Só um dos 28 parágrafos da Declaração Conjunta dos presidentes do Brasil e do Conselho da UE menciona a discussão de um acordo entre o bloco europeu e o Mercosul: "Ambas as partes reiteram sua disposição de retomar as negociações" - só isso, nada mais sério. Acordo comercial com o Brasil, nem pensar. Os negociadores europeus só têm mandato para tratar do assunto com o Mercosul, e o presidente da Comissão Européia, o português José Manuel Durão Barroso, não iria além disso. Mas o presidente Luiz Inácio Lula da Silva não se mostra incomodado com isso.

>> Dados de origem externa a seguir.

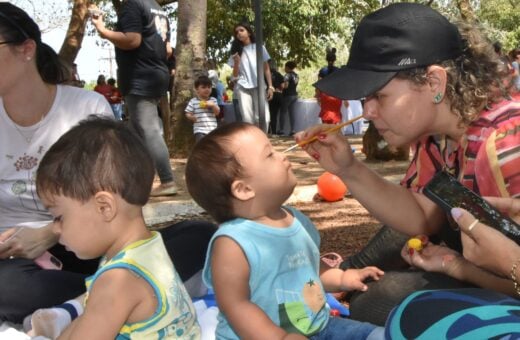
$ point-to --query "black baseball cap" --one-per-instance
(397, 37)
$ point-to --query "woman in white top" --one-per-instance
(243, 62)
(34, 112)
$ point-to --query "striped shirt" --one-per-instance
(486, 159)
(206, 120)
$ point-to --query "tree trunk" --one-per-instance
(74, 37)
(190, 57)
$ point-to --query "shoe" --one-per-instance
(164, 190)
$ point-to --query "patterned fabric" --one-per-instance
(284, 273)
(206, 120)
(455, 314)
(175, 316)
(486, 159)
(22, 148)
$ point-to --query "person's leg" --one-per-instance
(236, 108)
(464, 313)
(383, 251)
(25, 287)
(341, 328)
(199, 136)
(375, 304)
(274, 109)
(284, 112)
(187, 243)
(144, 117)
(245, 104)
(292, 113)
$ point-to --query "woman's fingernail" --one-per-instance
(456, 213)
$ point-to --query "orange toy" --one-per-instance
(330, 187)
(415, 243)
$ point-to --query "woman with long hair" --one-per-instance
(243, 62)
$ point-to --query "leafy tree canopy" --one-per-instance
(292, 29)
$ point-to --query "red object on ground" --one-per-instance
(334, 312)
(331, 188)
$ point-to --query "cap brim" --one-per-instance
(348, 83)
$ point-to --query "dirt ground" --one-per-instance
(345, 226)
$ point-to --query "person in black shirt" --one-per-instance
(142, 46)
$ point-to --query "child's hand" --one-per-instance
(353, 279)
(191, 117)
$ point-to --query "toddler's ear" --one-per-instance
(241, 190)
(106, 205)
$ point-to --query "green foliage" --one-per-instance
(503, 19)
(298, 30)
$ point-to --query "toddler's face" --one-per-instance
(268, 171)
(79, 225)
(203, 91)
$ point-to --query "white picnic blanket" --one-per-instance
(207, 318)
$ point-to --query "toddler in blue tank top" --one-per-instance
(263, 262)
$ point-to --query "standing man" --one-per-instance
(141, 41)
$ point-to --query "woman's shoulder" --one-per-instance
(78, 99)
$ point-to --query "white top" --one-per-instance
(247, 77)
(22, 148)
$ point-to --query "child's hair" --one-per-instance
(211, 169)
(98, 154)
(291, 65)
(203, 80)
(236, 45)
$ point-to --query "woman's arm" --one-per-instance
(230, 275)
(27, 243)
(392, 204)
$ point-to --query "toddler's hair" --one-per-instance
(98, 154)
(211, 169)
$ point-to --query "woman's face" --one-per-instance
(242, 34)
(401, 111)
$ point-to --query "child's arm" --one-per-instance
(212, 104)
(230, 271)
(191, 117)
(336, 280)
(118, 296)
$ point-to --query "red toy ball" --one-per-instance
(331, 188)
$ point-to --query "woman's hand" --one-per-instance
(27, 243)
(432, 258)
(331, 150)
(484, 246)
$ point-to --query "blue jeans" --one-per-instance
(340, 328)
(288, 115)
(144, 117)
(118, 110)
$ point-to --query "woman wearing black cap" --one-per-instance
(426, 83)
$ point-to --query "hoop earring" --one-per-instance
(437, 98)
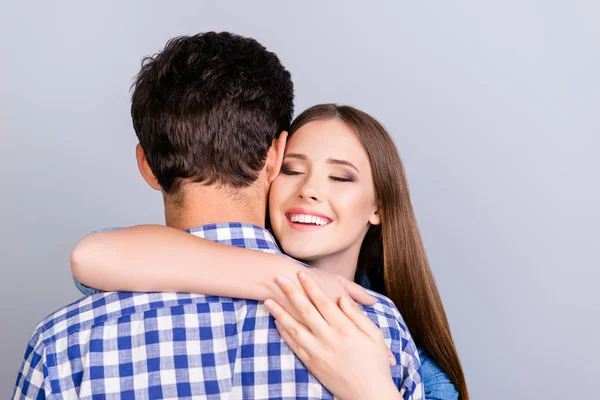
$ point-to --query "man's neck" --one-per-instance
(202, 205)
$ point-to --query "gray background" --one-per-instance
(493, 105)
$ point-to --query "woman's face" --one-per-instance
(323, 201)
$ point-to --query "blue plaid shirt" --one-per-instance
(178, 345)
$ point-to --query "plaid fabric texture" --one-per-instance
(173, 345)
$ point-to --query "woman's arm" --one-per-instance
(150, 258)
(340, 345)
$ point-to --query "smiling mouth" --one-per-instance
(307, 220)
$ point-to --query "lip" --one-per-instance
(302, 227)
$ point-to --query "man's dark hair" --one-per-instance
(207, 108)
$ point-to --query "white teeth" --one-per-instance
(308, 219)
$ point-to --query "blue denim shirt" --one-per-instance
(436, 383)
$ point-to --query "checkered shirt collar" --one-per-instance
(238, 234)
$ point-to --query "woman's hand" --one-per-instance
(336, 286)
(339, 345)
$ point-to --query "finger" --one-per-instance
(298, 350)
(308, 312)
(359, 294)
(301, 334)
(356, 315)
(328, 309)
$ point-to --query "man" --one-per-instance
(209, 112)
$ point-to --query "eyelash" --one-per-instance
(286, 171)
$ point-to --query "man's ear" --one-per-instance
(275, 157)
(144, 168)
(375, 218)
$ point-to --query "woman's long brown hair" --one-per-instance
(392, 254)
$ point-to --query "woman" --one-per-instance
(341, 204)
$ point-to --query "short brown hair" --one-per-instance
(207, 108)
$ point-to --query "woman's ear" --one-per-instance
(144, 168)
(375, 218)
(275, 156)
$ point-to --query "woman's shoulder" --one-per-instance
(438, 385)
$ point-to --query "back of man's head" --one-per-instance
(207, 108)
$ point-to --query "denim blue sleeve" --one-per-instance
(437, 384)
(86, 290)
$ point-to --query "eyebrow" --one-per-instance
(329, 160)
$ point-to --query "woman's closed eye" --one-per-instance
(341, 179)
(290, 171)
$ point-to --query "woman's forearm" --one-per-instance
(152, 258)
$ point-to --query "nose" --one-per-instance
(309, 191)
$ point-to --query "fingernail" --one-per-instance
(282, 280)
(344, 301)
(302, 276)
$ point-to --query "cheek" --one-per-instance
(278, 195)
(354, 205)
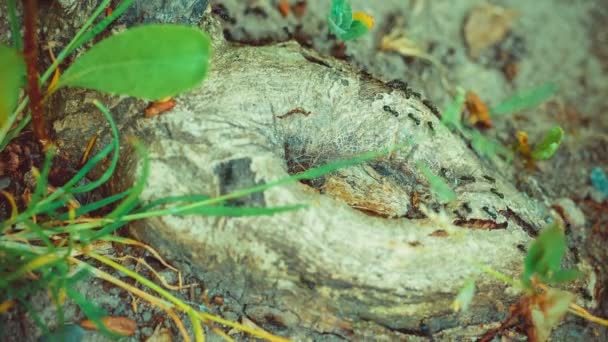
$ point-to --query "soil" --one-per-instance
(565, 42)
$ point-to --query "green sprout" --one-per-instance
(348, 25)
(439, 187)
(547, 147)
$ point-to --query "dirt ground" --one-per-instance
(561, 41)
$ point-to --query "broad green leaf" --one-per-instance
(549, 313)
(357, 29)
(12, 79)
(549, 145)
(465, 296)
(150, 61)
(439, 187)
(526, 99)
(545, 255)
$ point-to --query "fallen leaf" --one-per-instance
(479, 115)
(485, 26)
(159, 107)
(299, 8)
(118, 325)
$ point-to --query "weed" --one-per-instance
(348, 25)
(541, 307)
(42, 247)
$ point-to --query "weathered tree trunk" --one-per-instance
(374, 250)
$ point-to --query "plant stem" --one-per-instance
(30, 18)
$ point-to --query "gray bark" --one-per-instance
(364, 256)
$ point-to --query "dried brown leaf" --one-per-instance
(118, 325)
(485, 26)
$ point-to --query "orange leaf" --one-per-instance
(283, 7)
(522, 143)
(118, 325)
(159, 107)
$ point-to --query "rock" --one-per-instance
(335, 267)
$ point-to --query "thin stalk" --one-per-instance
(30, 51)
(15, 32)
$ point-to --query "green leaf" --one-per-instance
(340, 16)
(465, 296)
(548, 314)
(451, 115)
(357, 29)
(549, 145)
(526, 99)
(486, 146)
(150, 61)
(545, 255)
(12, 79)
(439, 187)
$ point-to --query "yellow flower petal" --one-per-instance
(365, 18)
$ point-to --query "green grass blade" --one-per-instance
(39, 231)
(117, 12)
(85, 209)
(15, 131)
(172, 200)
(451, 115)
(306, 175)
(12, 79)
(42, 180)
(526, 99)
(235, 211)
(114, 146)
(72, 44)
(15, 26)
(136, 190)
(92, 311)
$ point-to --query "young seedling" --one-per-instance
(348, 25)
(541, 307)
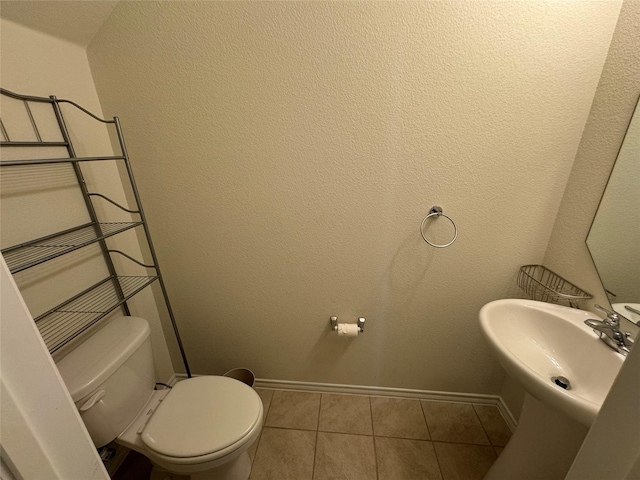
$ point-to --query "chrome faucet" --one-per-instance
(609, 331)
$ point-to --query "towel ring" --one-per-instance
(437, 212)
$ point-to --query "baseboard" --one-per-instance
(478, 399)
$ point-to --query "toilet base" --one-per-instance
(237, 469)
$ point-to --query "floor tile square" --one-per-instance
(400, 458)
(345, 414)
(464, 462)
(454, 422)
(493, 423)
(284, 454)
(297, 410)
(395, 417)
(341, 456)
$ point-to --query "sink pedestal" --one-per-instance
(543, 446)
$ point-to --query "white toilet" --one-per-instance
(202, 427)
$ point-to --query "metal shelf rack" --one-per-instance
(74, 316)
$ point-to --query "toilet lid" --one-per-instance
(202, 415)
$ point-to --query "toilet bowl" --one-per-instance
(201, 428)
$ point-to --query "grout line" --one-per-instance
(424, 415)
(486, 432)
(315, 448)
(375, 448)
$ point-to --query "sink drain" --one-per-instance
(562, 382)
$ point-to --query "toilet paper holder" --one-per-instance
(334, 323)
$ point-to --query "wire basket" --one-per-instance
(540, 283)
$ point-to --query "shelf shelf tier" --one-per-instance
(32, 253)
(68, 320)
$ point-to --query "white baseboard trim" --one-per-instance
(477, 398)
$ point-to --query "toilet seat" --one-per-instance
(202, 419)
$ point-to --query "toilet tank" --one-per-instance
(111, 376)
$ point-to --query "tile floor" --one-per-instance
(318, 436)
(327, 436)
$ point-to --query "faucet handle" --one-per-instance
(612, 319)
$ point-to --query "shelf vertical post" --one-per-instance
(87, 199)
(143, 219)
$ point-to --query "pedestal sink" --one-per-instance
(567, 372)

Ele rejeita a hipótese de abandonar a união aduaneira do Mercosul para buscar acordos de livre-comércio de interesse do Brasil - até porque ele não parece conceber o Brasil como um país com interesses próprios e independentes de seus parceiros sul-americanos.
Como o Brasil é o país menos influente no Mercosul, as discussões com a União Européia continuarão a depender do governante argentino, do novo presidente paraguaio e, em breve, do líder bolivariano Hugo Chávez. Empresários brasileiros participantes do encontro com os europeus defenderam a independência do Brasil em relação ao Mercosul, descrito como um peso. No dia seguinte, o presidente Lula os acusou de preconceituosos.
A Declaração Conjunta é um palavrório com muita declaração de boas intenções e quase nenhuma substância. Menciona-se, por exemplo, o compromisso do Brasil e da UE de promover o uso de biocombustíveis, mas não há uma única palavra sobre a abertura do mercado europeu ao etanol brasileiro.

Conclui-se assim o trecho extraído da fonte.